WORLD REEF AWARENESS DAY 2022
World Reef Awareness Day is celebrated in 1st of june. this is the 4th annual World Reef Day,which serves as a call to action to raise awareness about the critically important benefits of healthy coral reef ecosystems.World Reef Awareness Day is a holiday that desperately encourages everyone to reflect on the state of coral reefs and how human activity has caused massive destruction to them. Approximately half of the world’s coral reefs have already been severely damaged or destroyed and if that trend continues, then approximately 75% of them will be threatened by 2050...
Coral reefs are among the world’s most diverse ecosystems. They provide shelter and food for 25 percent of all marine life. Across the globe, about 500 million people depend on coral reefs for food and income. Through recreation and tourism, reefs generate billions of dollars for coastal communities every year.
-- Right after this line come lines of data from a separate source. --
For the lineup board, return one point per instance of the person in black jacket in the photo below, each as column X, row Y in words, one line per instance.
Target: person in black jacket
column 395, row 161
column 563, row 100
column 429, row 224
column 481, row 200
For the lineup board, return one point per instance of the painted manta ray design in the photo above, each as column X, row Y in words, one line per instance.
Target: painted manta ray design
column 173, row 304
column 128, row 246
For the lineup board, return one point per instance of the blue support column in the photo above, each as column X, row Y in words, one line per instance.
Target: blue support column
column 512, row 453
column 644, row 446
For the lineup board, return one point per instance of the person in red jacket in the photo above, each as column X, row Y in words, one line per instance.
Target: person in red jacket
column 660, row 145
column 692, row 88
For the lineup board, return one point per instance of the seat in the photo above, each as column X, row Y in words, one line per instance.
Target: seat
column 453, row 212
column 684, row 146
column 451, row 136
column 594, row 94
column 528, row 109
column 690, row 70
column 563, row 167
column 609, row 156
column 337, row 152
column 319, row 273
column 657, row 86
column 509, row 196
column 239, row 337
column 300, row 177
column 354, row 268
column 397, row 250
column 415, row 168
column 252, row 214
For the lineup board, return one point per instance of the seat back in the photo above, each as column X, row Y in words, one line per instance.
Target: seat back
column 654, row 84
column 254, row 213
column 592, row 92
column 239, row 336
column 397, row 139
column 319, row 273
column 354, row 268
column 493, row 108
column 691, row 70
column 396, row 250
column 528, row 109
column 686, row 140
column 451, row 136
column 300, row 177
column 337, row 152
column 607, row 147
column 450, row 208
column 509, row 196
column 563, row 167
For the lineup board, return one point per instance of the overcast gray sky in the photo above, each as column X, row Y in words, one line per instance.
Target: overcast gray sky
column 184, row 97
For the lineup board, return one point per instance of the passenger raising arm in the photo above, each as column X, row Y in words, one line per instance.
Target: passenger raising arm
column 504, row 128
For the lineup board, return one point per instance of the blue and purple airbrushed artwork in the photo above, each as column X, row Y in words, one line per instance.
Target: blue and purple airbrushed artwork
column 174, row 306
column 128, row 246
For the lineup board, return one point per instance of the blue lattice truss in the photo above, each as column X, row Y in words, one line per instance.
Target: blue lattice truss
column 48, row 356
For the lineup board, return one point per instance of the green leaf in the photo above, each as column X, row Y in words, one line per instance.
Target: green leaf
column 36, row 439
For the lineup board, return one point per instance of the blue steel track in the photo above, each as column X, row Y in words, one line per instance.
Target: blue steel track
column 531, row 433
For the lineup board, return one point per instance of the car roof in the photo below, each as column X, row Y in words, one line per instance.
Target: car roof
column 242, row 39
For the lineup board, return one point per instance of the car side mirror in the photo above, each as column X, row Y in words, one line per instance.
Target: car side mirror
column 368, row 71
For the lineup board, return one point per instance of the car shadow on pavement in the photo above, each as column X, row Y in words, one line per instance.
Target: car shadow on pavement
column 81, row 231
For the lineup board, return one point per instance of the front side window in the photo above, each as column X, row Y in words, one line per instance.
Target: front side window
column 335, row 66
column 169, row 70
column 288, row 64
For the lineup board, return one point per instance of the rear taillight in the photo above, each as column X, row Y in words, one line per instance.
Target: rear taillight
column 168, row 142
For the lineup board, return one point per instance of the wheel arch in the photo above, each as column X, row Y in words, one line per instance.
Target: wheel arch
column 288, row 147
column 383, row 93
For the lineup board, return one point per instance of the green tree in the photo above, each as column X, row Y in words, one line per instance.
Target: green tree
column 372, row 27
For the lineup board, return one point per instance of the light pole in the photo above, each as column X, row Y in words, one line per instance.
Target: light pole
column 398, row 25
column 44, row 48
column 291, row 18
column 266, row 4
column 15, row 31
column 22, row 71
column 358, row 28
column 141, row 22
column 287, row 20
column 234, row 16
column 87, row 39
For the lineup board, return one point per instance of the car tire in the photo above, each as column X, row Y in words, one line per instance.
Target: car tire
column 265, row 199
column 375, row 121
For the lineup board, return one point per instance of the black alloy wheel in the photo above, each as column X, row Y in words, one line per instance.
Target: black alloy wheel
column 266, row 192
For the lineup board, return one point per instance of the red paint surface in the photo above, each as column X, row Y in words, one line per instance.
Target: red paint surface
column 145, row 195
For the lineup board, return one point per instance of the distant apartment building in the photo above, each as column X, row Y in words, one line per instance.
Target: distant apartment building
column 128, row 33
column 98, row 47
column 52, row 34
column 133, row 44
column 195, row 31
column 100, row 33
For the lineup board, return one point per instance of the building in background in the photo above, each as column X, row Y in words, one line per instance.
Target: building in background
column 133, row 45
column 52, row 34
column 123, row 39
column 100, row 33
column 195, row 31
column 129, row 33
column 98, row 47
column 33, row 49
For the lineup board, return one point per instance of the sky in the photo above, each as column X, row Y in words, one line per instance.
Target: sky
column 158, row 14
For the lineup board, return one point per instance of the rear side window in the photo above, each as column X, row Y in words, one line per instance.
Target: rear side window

The future is uncertain for coral reef ecosystems. Global warming is set to continue for decades, or even centuries, and a hotter world will be a difficult place for coral reefs to exist.As they can survive only 20-22 degrees,neither too hot nor too cold harm coral life. Experts around the world are urgently studying how corals are responding to rising temperatures .
Beyond climate change, coral reefs are under an enormous amount of strain from human activities, such as extreme fishing, plastic pollution, and sedimentation. One of the greatest dangers to corals is ocean acidification, which corrodes coral skeletons and causes them to dissolve. To make matters worse, as CO2 levels rise, corals have fewer carbonate ions to rebuild and strengthen their skeletons.
“Coral reefs support more species than any other marine environment and rival rainforests in their biodiversity. Countless numbers of creatures rely on coral reefs for their survival. These important habitats are threatened by a range of human activities,” reports NOAA.
HISTORY OF WORLD REEF AWARENESS DAY
The oldest corals appeared about 500 million years ago or even earlier. Researchers suggest that they began as plain, solitary organisms and, with time and constant environmental changes, transformed into the beautiful coral reefs that exist today.
During an ice age around 440 million years ago, sea temperatures dropped at an exponential rate and a large number of corals began diminishing from the ocean. This is called the Ordovician-Silurian Extinction Event.
Around 410 million years ago, in the Devonian period, corals began to appear again. During the end of this period, stony corals started growing, which were a rare form of reef back then. Then, around 350 million years ago, corals disappeared again due to unstable sea levels.
100 million years later, corals appeared once again only to be wiped out once more by the Permian-Triassic Extinction 250 million years ago, where over 90% of sea creatures were affected. Reduced oxygen levels and increased carbon dioxide in the sea caused this tragic extinction event.
After disappearing and reappearing for another few million years, coral reefs finally reappeared 46 million years ago and disappeared for the last time during the mid-Eocene era. 20 million years later, they finally made a comeback in the form of the Great Barrier Reef in Australia, which was found by British explorer Captain James Cook in 1770.
Lately, some of the most beneficial reefs have been diminishing because of coral blanching, rising ocean temperatures, and toxic pollution. Moreover, the use of harmful sunscreens and increased tourism are also considered threats to the well-being of the coral reefs.